Nikole Hannah-Jones and Megyn Kelly feud on Twitter
“I guess it’s good you no longer pretend to be a journalist anymore," Hannah-Jones wrote to Kelly
Journalists Nikole Hannah-Jones and Megyn Kelly got into a fiery Twitter exchange on Saturday after Kelly tweeted in support of a recent U.S. Dept. of Education announcement pulling back on efforts to prioritize race-related curricula in schools.
Parents Defending Education (PDE), an organization that says it works to “reclaim our schools from activists promoting harmful agendas,” tweeted a press release Saturday applauding U.S. Secretary of Education Miguel Cardona on the Education Department’s recent decision to simply “encourage” schools to apply for grants for race-related educational materials rather than “prioritizing” it.
In a Friday blog post, Cardona explained the new “invitational” priorities that the Department would like to see in schools’ grant applications, but they will not require them to adhere to these priorities.
He said one of the Department’s priorities was encouraging “projects that incorporate racially, ethnically, culturally, and linguistically diverse perspectives into teaching and learning,” adding that the Department “recognizes the value of supporting teaching and learning that reflects the rich diversity, identities, histories, contributions, and experiences of all students.”
Kelly, a conservative journalist whose FOX News show was canceled in 2018 following comments she made defending blackface, tweeted in response to PDE’s tweet about this decision, igniting the back-and-forth between her and Hannah-Jones.
“This is great! The ppl pushed back against the feds rewarding schools that teach Kendi & the 1619 project and it worked! Remember: the loudest voices on Twitter (which is far-Left)/the news (which is “woke”) do not represent the majority of Americans. Your voice matters,” Kelly said.
Hannah-Jones replied less than an hour later: “I guess it’s good you no longer pretend to be a journalist anymore.
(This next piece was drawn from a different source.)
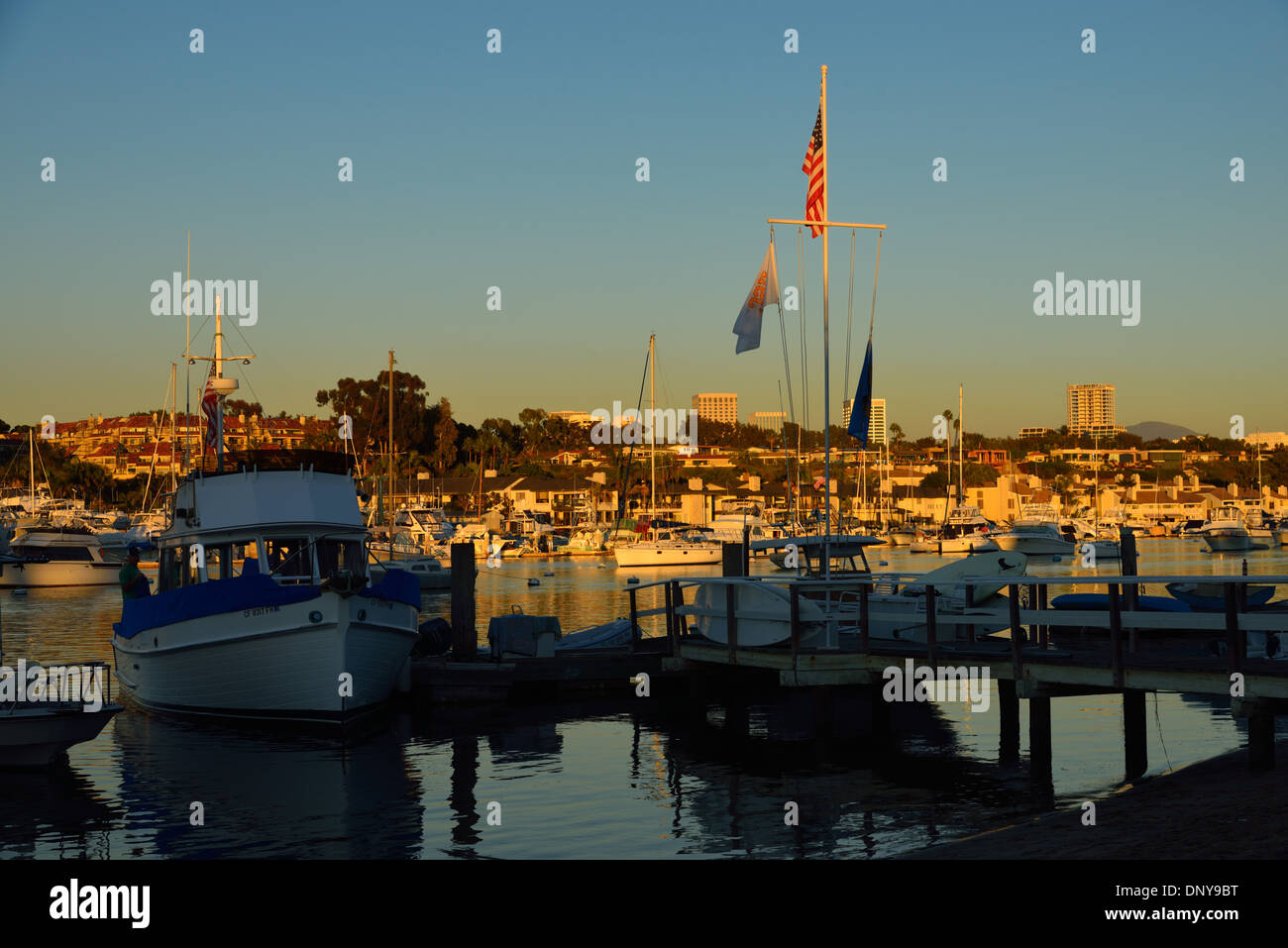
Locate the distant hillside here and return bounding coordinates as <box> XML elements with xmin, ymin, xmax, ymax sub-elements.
<box><xmin>1127</xmin><ymin>421</ymin><xmax>1198</xmax><ymax>441</ymax></box>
Be well.”
Hannah-Jones’ 1619 Project is among the educational resources many schools are using to teach students about America’s long and ongoing history of racism towards Black Americans. The Pulitzer Prize winner has faced extreme backlash for the project, which even led to the University of North Carolina-Chapel Hill (UNC) rescinding their offer to give Hannah-Jones a tenured faculty position.
Kelly fired back at Hannah-Jones’ response right away. “Says the woman who quietly tried to cleanse her dishonest “reporting” without even having the spine to own her shameful errors. This is why scholars from the L and R have panned your work as anti-historical & dangerous. It belongs nowhere near K-12 education,” she said.
Hannah-Jones delivered the final blow shortly thereafter: “If only I’d done penetrating journalism like, Special Report: Santa is White.”
The report Hannah-Jones referenced was a 2013 FOX News report claiming that both Santa Claus and Jesus Christ are verifiably white.
As a result of UNC declining to offer her a tenured position, Hannah-Jones announced earlier in July that she was turning down the university entirely to teach at HBCU Howard University instead.
“I’ve decided to decline the offer,” Hannah-Jones told Gayle King during a CBS This Morning interview. “I will not be teaching on the faculty at the University of North Carolina at Chapel Hill. It was a very difficult decision to make. And instead, I’m going to be the inaugural Knight Chair in Race and Journalism at Howard University.”